NORTH ADAMS, Mass. — Children and grandchildren of Holocaust survivors along with representatives from the German Consulate visited the New England Holocaust Institute and Museum Sunday afternoon.

The Holocaust support group from the Boston area has visited the museum in the past and came to back to ask questions, view the display, and reflect on experiences from Nazi-controlled Germany.

Founder of the museum Darrell English said the museum only features a small portion of his collection. He said it has near 250 pieces on display; his entire collection is closer to 10,000.

 English said he thinks it is critical to expose Americans to the full World War II story.

"Most Americas will gladly jump to D-Day and The Battle of the Bulge but, they don’t understand the buildup before and the process that happened way before all of these other events," English said.

While English was showing some of his pieces visitor Margot Segall-Blank commented on a "Sieg Heil" sign on display at the museum and what it meant to her.

"It’s a very harmless sign, it means to be victorious that," Segall-Blank said. "That sign was in my classroom in a German school when I was 6,…and those were the first words I learned how to read. When I sit here now it brings back these memories; …Sig Heil means murder."

Segall-Blank felt discomfort with many of the Nazi propaganda displayed throughout the museum. She commented on a sign that read "Ein Volk, Ein Reich, Ein Fuhrer." This translates to "One People, One Empire, One Leader" and was a common statement seen in Nazi controlled Germany.

“Just sitting in front of the sign…brings me back to when I was 6 sitting in the classroom,” she said. “I just barely learned to read and that stared at me every day and Ein Volk, Ein Reich, Ein Fuhrer really means nothing bad, but it makes me uncomfortable.”

Segall-Blank was originally from Berlin, but was able to escape to Australia with her parents before the Nazi’s started persecuting Jewish people.

"The museum brings back a lot of memories," Segall-Blank said. "I wasn't one of the the worst sufferers and wasn't in a concentration camp, …but I just have these memories from my two or three years in school in Berlin.…I was in a German school, and I fought the Hitler Youth and it wasn't easy."

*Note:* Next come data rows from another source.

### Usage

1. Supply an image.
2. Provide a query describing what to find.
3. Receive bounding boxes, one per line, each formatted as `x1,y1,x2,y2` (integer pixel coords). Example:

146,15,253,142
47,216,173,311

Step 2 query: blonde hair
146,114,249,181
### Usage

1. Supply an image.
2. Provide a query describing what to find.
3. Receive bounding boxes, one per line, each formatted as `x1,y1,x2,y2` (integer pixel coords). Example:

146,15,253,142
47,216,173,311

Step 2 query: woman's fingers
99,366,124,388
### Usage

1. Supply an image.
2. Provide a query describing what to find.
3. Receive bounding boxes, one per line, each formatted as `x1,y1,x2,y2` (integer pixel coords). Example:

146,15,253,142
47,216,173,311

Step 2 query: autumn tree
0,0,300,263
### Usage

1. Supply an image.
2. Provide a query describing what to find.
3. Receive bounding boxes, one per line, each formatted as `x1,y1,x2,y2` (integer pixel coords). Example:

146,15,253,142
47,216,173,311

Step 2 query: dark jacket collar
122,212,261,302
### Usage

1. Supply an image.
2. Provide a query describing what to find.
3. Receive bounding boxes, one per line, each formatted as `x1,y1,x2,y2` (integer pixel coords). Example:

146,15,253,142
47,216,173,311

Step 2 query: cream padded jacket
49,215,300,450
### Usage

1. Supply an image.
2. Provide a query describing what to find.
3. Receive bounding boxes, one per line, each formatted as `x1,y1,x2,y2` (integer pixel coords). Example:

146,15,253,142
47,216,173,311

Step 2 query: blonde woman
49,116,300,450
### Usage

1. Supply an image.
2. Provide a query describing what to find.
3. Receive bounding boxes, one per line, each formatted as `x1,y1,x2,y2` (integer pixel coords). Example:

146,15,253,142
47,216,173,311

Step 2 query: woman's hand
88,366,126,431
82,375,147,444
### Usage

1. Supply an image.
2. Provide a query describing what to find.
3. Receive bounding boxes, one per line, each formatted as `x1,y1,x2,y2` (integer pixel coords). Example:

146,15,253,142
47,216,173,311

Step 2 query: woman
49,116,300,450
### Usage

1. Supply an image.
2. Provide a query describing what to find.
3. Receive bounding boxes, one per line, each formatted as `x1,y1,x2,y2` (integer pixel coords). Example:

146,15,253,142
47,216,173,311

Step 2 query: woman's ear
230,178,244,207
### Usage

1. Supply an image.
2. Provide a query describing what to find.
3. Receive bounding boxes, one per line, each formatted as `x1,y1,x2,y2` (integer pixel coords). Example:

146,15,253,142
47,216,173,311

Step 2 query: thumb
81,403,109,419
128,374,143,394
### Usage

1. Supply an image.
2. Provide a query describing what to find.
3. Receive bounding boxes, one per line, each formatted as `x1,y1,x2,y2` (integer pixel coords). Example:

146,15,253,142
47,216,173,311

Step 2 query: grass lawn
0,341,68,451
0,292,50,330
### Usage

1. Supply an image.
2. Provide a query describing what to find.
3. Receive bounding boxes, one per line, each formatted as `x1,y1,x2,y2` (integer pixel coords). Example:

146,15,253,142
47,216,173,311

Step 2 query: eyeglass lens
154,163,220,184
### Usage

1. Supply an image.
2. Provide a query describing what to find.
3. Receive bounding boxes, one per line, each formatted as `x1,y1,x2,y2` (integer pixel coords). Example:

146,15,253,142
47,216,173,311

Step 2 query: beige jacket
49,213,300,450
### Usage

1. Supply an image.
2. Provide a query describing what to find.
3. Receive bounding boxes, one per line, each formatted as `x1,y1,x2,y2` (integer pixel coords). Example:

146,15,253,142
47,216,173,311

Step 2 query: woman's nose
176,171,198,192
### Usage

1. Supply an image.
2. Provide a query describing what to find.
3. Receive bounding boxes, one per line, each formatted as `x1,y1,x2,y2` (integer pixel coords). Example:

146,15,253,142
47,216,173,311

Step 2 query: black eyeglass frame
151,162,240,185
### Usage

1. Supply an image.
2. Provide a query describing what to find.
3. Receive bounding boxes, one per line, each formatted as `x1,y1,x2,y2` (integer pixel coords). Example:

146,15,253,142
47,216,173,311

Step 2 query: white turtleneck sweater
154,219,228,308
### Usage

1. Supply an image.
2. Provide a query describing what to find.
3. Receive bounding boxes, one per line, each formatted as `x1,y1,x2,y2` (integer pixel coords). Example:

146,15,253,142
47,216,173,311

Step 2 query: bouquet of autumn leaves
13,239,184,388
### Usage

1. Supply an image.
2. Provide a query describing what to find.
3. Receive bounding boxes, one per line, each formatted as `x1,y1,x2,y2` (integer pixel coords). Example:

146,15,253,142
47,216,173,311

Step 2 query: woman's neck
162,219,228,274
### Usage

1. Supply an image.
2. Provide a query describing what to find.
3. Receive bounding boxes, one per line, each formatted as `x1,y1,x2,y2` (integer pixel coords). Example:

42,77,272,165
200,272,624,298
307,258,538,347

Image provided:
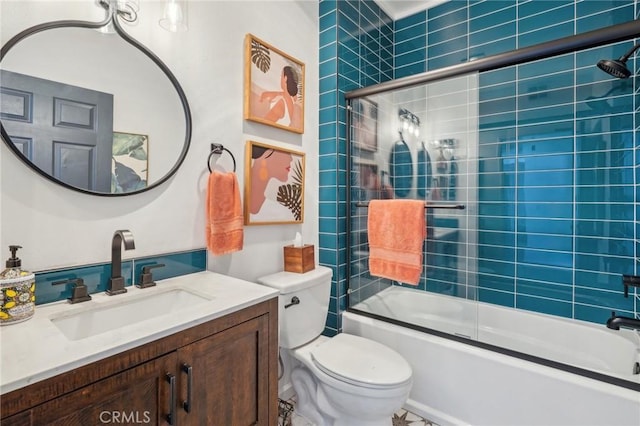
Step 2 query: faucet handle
51,278,91,303
136,263,165,288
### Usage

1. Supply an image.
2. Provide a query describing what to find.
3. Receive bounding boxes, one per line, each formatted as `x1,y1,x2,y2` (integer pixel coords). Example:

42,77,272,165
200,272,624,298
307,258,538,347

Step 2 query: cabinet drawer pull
182,363,193,413
166,373,176,426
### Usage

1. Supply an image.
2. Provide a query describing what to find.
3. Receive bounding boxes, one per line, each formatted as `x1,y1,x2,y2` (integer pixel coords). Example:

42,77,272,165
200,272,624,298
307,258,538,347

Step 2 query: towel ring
207,143,236,173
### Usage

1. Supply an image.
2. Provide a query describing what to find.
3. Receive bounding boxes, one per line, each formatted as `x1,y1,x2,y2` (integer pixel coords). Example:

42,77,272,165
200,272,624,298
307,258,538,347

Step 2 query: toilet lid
311,333,412,387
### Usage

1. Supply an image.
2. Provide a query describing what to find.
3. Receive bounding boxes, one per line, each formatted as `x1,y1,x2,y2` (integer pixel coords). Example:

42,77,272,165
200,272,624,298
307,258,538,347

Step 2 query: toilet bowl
258,266,412,426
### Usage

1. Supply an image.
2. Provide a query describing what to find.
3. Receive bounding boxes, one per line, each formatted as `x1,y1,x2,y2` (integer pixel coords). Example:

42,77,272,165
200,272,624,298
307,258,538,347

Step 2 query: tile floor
278,397,438,426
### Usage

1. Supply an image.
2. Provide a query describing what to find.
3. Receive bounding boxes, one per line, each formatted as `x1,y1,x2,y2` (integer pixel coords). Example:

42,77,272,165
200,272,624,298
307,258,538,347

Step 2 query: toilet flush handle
284,296,300,309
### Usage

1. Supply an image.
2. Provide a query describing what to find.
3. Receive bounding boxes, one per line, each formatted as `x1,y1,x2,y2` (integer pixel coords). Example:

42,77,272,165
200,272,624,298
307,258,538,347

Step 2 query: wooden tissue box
284,244,316,274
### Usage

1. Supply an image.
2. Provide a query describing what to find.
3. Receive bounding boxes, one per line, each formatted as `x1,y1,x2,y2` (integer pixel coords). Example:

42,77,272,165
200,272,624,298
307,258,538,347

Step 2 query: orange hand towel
367,199,426,285
205,170,244,255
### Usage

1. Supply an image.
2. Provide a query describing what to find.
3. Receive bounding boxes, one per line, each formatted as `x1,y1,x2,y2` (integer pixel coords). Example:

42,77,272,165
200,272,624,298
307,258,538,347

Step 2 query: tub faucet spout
107,229,136,296
607,312,640,330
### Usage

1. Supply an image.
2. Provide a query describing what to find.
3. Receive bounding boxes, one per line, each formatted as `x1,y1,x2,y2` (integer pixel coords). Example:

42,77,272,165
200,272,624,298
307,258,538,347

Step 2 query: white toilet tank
258,266,332,349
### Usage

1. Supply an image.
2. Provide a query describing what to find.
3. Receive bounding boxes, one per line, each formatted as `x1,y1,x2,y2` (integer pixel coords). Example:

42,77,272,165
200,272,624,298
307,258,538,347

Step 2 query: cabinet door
30,352,177,426
178,315,272,426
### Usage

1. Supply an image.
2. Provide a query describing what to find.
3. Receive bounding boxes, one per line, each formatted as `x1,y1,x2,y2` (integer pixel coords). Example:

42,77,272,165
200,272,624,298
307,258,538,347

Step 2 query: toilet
258,266,412,426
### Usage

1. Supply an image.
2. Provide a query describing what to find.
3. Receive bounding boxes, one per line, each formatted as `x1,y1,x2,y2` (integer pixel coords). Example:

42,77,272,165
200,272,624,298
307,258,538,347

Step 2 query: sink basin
51,289,209,340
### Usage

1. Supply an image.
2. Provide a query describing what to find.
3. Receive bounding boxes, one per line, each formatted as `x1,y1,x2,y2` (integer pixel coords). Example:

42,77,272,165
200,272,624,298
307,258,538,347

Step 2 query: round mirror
0,11,191,196
389,140,413,197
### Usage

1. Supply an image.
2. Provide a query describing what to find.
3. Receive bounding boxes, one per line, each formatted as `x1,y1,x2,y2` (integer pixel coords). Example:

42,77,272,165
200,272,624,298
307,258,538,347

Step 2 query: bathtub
342,287,640,426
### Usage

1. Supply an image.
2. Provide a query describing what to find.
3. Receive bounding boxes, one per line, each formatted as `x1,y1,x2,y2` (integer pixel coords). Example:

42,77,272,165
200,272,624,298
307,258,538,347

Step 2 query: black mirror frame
0,8,192,197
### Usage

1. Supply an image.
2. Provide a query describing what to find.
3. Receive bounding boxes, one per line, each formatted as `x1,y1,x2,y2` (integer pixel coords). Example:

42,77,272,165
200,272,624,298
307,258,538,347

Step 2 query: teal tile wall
35,249,207,305
318,0,394,335
320,0,640,333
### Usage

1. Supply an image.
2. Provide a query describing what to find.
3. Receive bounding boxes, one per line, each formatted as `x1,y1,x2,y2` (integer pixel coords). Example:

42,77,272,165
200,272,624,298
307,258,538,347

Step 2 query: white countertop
0,271,278,394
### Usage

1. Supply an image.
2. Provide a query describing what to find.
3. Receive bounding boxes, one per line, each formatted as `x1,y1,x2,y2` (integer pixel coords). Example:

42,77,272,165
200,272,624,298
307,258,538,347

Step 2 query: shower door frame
345,20,640,391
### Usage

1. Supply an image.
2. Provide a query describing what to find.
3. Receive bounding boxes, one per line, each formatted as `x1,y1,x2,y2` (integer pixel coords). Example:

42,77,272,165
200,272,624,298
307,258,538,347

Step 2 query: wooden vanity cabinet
0,299,278,426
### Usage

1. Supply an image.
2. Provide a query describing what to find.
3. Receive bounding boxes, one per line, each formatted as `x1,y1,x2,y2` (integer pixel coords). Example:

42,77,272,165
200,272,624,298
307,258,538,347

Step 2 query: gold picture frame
244,141,305,225
244,34,305,134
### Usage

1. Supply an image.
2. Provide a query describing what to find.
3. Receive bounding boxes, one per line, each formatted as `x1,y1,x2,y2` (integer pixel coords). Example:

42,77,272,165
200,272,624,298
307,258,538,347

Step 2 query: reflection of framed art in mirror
352,98,378,152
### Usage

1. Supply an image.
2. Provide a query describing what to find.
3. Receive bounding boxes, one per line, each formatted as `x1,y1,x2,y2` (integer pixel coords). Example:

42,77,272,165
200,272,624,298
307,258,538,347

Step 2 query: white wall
0,0,318,280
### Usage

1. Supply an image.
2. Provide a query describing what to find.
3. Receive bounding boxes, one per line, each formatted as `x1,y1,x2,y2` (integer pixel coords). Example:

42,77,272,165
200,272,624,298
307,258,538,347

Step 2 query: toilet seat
311,333,412,389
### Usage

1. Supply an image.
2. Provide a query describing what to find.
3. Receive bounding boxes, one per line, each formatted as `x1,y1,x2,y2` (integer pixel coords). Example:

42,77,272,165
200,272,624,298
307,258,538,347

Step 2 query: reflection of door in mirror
0,70,113,192
0,23,191,195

Segall-Blank said she was supposed to compete in the 1936 Winter Olympic Games in Berlin as a gymnast, but was turned away because she was Jewish.

Along with the signs, English showed other parts of his collection that included one of Oskar Schindler’s address books, propaganda film strips, and S.S. jackets worn by Nazis.

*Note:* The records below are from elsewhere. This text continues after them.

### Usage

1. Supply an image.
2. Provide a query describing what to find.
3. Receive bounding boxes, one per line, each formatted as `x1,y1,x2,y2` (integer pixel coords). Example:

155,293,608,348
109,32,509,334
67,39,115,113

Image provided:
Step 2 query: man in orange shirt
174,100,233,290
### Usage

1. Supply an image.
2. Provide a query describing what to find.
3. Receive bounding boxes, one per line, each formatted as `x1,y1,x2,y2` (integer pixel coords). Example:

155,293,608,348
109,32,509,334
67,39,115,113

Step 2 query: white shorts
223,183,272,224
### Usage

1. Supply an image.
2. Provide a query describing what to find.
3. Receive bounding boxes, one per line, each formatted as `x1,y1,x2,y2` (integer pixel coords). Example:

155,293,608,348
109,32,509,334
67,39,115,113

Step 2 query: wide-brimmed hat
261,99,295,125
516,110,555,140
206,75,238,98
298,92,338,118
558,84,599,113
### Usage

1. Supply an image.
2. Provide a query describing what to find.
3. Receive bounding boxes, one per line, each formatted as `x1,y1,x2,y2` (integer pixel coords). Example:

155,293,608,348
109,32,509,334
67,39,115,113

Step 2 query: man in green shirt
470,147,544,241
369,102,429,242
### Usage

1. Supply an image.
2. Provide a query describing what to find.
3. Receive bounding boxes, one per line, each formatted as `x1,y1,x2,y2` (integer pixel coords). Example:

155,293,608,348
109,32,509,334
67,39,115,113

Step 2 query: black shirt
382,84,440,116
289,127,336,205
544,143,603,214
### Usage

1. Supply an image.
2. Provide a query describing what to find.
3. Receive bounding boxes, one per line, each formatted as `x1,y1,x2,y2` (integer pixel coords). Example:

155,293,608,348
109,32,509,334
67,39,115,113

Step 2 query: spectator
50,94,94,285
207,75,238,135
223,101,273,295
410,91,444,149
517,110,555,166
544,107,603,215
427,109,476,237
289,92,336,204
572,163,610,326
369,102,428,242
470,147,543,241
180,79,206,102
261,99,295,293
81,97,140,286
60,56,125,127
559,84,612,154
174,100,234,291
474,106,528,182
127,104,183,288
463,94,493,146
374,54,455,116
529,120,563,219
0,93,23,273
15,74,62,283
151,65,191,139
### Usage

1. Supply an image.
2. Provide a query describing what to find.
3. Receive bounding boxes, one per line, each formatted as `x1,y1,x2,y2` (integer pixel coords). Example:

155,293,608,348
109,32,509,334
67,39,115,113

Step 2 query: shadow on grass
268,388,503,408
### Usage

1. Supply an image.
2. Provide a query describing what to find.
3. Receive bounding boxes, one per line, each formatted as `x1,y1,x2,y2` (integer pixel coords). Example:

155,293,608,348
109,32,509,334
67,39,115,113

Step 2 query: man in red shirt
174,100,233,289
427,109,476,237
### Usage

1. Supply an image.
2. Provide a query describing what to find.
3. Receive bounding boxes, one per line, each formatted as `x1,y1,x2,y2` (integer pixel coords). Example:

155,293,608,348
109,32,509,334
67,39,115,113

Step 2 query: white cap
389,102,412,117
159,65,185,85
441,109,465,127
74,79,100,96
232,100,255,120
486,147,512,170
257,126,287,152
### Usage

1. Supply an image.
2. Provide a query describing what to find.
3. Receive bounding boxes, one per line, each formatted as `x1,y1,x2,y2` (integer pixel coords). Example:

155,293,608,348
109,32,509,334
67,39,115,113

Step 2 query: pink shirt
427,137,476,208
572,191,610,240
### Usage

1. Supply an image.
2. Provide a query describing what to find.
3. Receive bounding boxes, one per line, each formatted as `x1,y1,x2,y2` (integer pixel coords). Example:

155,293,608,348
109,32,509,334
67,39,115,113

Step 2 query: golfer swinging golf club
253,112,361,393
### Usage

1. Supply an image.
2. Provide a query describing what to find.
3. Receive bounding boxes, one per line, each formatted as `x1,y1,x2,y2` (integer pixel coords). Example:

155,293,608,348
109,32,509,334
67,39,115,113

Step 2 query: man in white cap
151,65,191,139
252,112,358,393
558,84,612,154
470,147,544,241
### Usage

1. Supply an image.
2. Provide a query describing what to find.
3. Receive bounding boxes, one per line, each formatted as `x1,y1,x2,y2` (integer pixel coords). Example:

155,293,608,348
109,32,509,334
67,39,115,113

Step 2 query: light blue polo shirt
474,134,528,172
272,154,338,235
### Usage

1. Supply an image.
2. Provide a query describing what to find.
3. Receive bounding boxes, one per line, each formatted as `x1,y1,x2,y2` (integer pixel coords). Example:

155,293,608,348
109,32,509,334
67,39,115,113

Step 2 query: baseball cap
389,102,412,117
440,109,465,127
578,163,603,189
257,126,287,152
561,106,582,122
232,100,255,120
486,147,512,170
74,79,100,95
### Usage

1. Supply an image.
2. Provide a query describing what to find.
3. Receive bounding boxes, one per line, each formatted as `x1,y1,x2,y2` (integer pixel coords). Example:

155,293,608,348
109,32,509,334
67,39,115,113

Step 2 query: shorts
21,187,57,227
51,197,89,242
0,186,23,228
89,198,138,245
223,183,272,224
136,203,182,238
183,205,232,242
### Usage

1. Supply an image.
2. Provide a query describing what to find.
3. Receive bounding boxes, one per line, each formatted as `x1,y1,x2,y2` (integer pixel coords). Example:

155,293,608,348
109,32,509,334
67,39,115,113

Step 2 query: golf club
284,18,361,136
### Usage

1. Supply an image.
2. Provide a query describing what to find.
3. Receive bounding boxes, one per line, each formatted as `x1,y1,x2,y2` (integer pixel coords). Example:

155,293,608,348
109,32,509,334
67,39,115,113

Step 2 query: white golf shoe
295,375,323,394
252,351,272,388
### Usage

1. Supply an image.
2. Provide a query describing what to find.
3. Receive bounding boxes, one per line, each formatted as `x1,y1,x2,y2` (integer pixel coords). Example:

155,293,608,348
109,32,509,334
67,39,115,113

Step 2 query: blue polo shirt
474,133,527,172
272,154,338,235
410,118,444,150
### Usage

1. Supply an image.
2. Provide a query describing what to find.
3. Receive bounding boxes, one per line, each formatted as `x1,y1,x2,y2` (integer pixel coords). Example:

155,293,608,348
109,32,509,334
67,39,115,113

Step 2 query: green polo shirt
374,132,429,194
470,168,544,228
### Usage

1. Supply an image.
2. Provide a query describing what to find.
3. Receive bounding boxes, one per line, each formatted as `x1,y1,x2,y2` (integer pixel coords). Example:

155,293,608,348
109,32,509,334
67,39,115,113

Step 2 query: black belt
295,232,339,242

English said he sees a great importance in teaching with artifacts.

"When you give someone something that was there, when you give them an artifact you see a whole change in the person because now they are close to something that was made during that time when everything took place," he said. "It is not like just opening a book."

English said he sees it as incredibly important to keep his museum alive so local people and students will not forget the horrors of the Holocaust, which he believes is already fading from a public school education.

Visitor Gabe Padawen agreed with English’s philosophy and said it is important to teach using such artifacts.

Padawen said he left Munich Germany in 1938 at the age of 4. He said he was celebrating his 90th birthday during his visit.

"I am quite impressed; first of all by the effort given by a private citizen, but also he emphasized that he wants to show the history and how it all goes together," Padawen said. "I try to enforce that the entire Nazi movement was such total insanity that you can't really explain it any other way, and I think this collection is heading in the right direction of giving a comprehensive picture."

Although many of the Nazi items on display enveloped the horrors of Adolf Hitler’s rise to power and the eventual murder of near 6 million Jews the survivors felt it was important to keep the story alive even if it brought discomfort and uneasiness.

"You have to think 30, 40, 50 years beyond this time when there is no one around to remember this," English said. "You have to have this stuff in the front of people so that they understand what it meant."